Retail stores such as Brandy Melville are selling “one size fits all” clothing, but recent actions by the U.S. government have shown the adage does not apply to medical treatments. Friday, U.S. President Barack Obama unveiled the Precision Medicine Initiative to facilitate research on tailoring treatments to an individual’s genes.
The plan is as follows: $215 million of the 2016 Budget will be invested in the National Institutes of Health, the National Cancer Institute, the U.S. Food and Drug Administration and the Office of the National Coordinator for Health Information Technology. The investments will support research and understanding of precision medicine, in addition to the development of databases and interoperability standards, according to a Friday press release from The White House Office of the Press Secretary.
Leading institutions and researchers in Boston would be among those to benefit from such funding, said Edward J. Benz, Jr., president and CEO of the Dana-Farber Cancer Institute.
“The Precision Medicine Initiative is a good start, and the emphasis on cancer medicine is important for our work,” he said.
The initiative will be particularly helpful for diseases strongly caused by genetic predisposition, said Kenneth Albrecht, assistant professor of medicine at the Boston University School of Medicine.
“Precision medicine, at least at the beginning, is likely to rely heavily on genomics,” he said. “The environmental component is harder to study because it is harder to control, of course. You can’t control what humans’ environments are like, so that gets a little bit trickier.”
Katherine Janeway, senior attending physician at Dana-Farber and Boston Children’s Hospital, points to the initiative’s applications in fighting childhood cancer.
“There are a number of novel targeted cancer therapies, or treatments tailored to gene abnormalities found in an individual patient’s cancer. But, for most of the targeted therapies, we don’t know what dose to use in children, and we don’t know which children with cancer will benefit most from receiving them,” she said. “The proposed investment would allow us to determine which of these targeted therapies are most important to study in children with cancer.”
Partnering with Brigham and Women’s Hospital, Dana-Farber has already been investigating the usage of genetic profiles for treatment through a program called Profile, said Ellen Berlin, director of media relations at Dana-Farber.
“We have a project that was started in 2011, and it was launched by research scientists here and also at Brigham and Women’s Hospital. And basically, the scientists have been analyzing the DNA and tumor tissue of patients, Dana-Farber and Brigham and Women patients, to treat all different kinds of cancer,” she said. “Since that time, more than 31,000 patients have consented to have their tumor tissue analyzed. We [added] 400 each month to the database. The database provides information to help treat cancers.”

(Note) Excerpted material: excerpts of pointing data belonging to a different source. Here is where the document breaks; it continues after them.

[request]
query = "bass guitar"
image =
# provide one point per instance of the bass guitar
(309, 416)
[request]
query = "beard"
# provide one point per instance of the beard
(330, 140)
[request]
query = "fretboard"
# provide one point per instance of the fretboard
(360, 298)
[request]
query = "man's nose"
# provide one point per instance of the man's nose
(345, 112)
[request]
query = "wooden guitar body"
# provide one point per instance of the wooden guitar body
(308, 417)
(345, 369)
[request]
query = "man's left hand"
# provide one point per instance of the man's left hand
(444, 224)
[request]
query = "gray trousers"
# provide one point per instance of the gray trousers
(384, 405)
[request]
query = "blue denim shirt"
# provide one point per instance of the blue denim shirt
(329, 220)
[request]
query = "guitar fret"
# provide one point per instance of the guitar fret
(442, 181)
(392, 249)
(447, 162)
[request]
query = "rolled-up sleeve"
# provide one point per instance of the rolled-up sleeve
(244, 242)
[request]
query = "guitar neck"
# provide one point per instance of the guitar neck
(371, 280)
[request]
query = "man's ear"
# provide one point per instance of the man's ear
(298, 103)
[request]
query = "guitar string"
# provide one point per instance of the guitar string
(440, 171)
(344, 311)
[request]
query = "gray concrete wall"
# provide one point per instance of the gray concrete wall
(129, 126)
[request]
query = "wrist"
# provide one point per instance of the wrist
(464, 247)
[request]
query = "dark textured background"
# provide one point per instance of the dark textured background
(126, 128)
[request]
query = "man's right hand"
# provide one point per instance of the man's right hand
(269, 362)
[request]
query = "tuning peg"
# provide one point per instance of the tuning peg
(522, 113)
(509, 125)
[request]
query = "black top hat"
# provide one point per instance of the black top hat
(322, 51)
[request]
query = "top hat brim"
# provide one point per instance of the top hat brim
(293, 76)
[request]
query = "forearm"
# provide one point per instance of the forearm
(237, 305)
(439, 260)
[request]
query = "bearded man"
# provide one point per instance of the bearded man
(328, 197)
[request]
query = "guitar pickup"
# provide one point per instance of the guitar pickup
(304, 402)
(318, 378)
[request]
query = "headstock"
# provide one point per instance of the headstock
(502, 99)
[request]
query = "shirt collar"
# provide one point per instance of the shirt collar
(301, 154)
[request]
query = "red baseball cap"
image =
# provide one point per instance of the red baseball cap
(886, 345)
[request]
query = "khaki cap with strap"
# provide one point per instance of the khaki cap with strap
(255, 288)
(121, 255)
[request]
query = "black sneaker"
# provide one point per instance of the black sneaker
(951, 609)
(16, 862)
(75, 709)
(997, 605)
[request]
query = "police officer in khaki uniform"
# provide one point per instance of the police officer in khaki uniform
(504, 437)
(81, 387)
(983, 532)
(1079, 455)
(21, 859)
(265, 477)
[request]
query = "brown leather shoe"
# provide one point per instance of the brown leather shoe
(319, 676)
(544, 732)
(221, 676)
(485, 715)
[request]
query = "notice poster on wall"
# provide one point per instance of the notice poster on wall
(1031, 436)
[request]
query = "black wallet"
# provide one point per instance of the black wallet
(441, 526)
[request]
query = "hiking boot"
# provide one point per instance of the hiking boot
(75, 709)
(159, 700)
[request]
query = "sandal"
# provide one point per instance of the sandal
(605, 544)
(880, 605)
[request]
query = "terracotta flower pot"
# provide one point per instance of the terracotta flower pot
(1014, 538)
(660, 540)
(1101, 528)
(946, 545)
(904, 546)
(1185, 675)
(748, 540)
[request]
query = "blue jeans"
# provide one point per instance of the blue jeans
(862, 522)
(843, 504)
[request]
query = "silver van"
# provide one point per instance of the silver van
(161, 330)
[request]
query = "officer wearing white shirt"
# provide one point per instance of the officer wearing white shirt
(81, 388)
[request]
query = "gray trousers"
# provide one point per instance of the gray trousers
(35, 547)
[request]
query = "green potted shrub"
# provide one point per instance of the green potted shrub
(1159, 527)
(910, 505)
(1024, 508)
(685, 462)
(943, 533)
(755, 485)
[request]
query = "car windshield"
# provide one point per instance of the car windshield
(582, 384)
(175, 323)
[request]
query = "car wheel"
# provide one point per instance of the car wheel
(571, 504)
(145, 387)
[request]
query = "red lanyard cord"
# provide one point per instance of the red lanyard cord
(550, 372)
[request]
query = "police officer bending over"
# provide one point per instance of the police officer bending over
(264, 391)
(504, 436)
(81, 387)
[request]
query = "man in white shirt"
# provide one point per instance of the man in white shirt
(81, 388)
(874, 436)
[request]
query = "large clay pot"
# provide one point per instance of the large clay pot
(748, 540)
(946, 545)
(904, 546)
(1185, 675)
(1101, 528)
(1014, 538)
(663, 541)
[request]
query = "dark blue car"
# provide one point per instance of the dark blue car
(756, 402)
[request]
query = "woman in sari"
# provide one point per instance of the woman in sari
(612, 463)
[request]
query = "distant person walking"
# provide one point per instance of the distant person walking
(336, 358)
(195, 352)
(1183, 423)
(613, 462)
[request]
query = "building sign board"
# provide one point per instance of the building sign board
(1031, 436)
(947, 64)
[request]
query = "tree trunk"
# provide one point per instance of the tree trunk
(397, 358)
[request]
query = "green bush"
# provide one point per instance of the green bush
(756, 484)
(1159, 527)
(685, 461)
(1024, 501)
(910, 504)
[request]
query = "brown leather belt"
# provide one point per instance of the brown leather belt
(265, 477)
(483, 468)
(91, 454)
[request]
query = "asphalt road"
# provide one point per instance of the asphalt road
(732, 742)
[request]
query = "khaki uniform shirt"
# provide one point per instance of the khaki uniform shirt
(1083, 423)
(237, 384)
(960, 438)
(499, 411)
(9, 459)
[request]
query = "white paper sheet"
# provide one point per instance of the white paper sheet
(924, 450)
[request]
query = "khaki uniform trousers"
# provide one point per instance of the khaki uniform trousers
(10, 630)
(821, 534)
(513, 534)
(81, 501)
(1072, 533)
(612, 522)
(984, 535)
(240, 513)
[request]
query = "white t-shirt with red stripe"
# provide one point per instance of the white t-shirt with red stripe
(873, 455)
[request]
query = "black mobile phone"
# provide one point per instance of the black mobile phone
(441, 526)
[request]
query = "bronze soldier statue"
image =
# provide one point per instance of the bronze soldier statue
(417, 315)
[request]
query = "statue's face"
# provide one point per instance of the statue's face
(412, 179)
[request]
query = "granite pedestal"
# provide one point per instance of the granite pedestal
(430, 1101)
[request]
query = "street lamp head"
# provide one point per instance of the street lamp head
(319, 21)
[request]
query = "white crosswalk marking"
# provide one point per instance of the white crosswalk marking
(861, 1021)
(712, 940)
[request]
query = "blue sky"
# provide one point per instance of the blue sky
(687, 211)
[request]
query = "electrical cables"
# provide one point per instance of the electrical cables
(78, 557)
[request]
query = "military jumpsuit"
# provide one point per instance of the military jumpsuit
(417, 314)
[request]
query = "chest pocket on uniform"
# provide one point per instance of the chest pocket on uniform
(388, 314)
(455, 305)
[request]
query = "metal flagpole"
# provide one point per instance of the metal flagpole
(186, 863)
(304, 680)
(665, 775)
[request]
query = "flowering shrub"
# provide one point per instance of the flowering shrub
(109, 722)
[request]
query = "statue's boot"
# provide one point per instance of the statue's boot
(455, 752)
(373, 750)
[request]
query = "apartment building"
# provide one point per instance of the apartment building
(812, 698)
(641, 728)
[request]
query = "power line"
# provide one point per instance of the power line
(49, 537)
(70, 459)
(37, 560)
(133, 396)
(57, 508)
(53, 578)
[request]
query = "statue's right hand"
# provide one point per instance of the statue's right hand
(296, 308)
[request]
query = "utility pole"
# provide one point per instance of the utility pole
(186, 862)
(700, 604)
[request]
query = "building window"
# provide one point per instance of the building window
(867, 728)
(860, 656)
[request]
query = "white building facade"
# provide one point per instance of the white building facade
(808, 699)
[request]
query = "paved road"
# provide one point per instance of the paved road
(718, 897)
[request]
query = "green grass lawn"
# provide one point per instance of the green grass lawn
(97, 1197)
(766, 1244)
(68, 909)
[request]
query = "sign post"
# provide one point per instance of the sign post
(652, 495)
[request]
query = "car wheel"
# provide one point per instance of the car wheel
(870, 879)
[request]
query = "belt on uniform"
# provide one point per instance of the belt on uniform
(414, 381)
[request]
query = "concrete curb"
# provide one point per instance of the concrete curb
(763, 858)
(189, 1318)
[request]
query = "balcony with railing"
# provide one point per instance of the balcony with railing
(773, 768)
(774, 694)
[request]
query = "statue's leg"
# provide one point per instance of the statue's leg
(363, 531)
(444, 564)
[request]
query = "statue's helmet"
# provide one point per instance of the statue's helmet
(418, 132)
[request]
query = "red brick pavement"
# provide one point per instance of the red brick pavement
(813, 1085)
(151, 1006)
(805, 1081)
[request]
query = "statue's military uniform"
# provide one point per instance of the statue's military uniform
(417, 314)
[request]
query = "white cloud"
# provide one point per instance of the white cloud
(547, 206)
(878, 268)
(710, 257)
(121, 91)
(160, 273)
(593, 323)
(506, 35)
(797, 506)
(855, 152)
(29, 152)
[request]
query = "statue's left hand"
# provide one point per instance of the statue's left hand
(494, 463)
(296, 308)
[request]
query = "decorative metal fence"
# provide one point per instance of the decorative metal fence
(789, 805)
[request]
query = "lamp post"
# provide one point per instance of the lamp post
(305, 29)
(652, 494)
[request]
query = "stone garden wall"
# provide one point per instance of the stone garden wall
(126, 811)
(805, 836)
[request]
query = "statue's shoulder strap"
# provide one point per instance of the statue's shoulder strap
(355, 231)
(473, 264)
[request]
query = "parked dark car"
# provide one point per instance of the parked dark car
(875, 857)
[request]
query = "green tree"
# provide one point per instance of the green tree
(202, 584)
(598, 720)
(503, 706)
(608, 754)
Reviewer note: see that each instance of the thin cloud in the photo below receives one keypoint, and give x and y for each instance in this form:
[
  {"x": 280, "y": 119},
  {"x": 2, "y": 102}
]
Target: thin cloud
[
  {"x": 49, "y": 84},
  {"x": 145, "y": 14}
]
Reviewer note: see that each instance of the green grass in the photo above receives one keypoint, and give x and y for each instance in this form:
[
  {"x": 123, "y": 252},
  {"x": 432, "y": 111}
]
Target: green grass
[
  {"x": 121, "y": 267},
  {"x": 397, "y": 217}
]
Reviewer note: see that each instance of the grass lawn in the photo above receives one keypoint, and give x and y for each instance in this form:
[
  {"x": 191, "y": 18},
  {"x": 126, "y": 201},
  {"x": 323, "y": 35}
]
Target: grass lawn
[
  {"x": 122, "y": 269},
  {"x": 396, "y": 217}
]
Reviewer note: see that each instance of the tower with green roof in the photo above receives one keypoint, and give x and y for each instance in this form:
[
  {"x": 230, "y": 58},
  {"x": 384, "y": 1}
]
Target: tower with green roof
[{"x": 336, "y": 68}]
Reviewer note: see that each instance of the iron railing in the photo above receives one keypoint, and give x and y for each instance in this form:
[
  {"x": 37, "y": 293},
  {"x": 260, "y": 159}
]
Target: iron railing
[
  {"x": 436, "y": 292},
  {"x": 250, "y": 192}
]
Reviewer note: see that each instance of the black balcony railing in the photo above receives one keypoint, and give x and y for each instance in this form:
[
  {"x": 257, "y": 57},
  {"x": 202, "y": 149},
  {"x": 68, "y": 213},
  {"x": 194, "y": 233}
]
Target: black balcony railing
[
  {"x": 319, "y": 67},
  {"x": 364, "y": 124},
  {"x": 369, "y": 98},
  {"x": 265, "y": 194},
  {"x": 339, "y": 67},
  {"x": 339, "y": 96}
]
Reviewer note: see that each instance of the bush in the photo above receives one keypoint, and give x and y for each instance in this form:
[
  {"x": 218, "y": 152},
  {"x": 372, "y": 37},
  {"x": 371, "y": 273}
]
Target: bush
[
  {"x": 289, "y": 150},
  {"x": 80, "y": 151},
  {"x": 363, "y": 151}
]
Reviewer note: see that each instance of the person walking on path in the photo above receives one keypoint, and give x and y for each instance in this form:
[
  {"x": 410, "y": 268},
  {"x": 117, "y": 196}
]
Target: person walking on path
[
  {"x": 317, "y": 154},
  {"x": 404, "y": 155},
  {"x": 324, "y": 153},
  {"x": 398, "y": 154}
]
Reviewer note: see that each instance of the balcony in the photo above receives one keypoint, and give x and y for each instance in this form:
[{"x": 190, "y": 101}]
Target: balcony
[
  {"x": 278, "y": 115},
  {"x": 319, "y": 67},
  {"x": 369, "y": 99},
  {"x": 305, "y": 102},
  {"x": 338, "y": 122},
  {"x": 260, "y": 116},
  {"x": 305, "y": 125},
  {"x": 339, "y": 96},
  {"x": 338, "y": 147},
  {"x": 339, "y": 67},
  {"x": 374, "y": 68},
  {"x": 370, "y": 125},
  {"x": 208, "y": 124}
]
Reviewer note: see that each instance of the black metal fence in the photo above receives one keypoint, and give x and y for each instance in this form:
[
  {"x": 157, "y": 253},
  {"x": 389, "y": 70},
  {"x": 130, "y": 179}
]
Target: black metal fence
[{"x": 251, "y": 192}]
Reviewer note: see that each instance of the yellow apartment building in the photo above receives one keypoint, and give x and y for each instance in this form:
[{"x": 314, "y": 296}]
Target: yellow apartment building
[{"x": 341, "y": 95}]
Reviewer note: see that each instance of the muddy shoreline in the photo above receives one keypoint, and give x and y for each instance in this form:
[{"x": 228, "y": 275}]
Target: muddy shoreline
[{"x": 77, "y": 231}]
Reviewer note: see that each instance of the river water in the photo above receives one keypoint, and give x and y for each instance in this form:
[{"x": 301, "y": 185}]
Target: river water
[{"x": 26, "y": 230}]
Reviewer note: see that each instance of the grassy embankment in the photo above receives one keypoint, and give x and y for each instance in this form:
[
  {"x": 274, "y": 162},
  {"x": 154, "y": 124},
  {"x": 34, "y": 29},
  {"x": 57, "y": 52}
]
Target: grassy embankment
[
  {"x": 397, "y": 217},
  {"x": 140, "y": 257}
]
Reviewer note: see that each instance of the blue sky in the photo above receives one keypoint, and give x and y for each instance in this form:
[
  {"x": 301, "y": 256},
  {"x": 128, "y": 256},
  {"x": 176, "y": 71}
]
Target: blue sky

With 5,000 genetic profiles in the system, Berlin said that Dana-Farber and the City of Boston have a leadership role in precision medicine.
One of these leaders is BU, home of the Framingham Heart Study, one of the nation’s longest-running cardiovascular disease studies. The Framingham Heart Study is a precursor to current precision medicine programs, Albrecht said.
“It [the study] has looked at multiple generations of families that live in Framingham, and they have done a large number of genetic studies, or genetic epidemiological studies to look at things like heart disease,” he said. “They’ve got a large database of people that have been followed over a number of years, and they have a number of measures because these people pretty much came in for physicals once a year, and they would have blood-work and body mass index and things like that.”
Albrecht directs the BU Genome Science Institute, an institute that runs seminar series and workshops, in addition to facilitating genetics and genomics research. He said BU researchers have been thinking of ways to participate in the Precision Medicine Initiative.
“The Genome Science Institute will likely be one of many different entities, research centers that will try to put together a group of people to try to respond to this sort of initiative,” he said. “I think there’s already been some talk of incorporating existing studies like the Framingham Heart Study into precision medicine … Boston University is very well-positioned to take advantage of this initiative.”
Though this initiative has been well-received by the medical research community, dissenters have raised concerns about patient privacy and protection, something Albrecht and his team understand.
“Patient privacy is definitely something we are all aware of,” he said. “It is something to be concerned about because there’s actually an argument that if you make a person’s genome sequence available, in some ways, you can figure out who that person is. It’s like CSI, right?”
Privacy concerns aside, Albrecht said he remains optimistic about the development of precision medicine.
“The future of medicine is precision medicine,” he said. “So I think that it is an incredibly promising future.”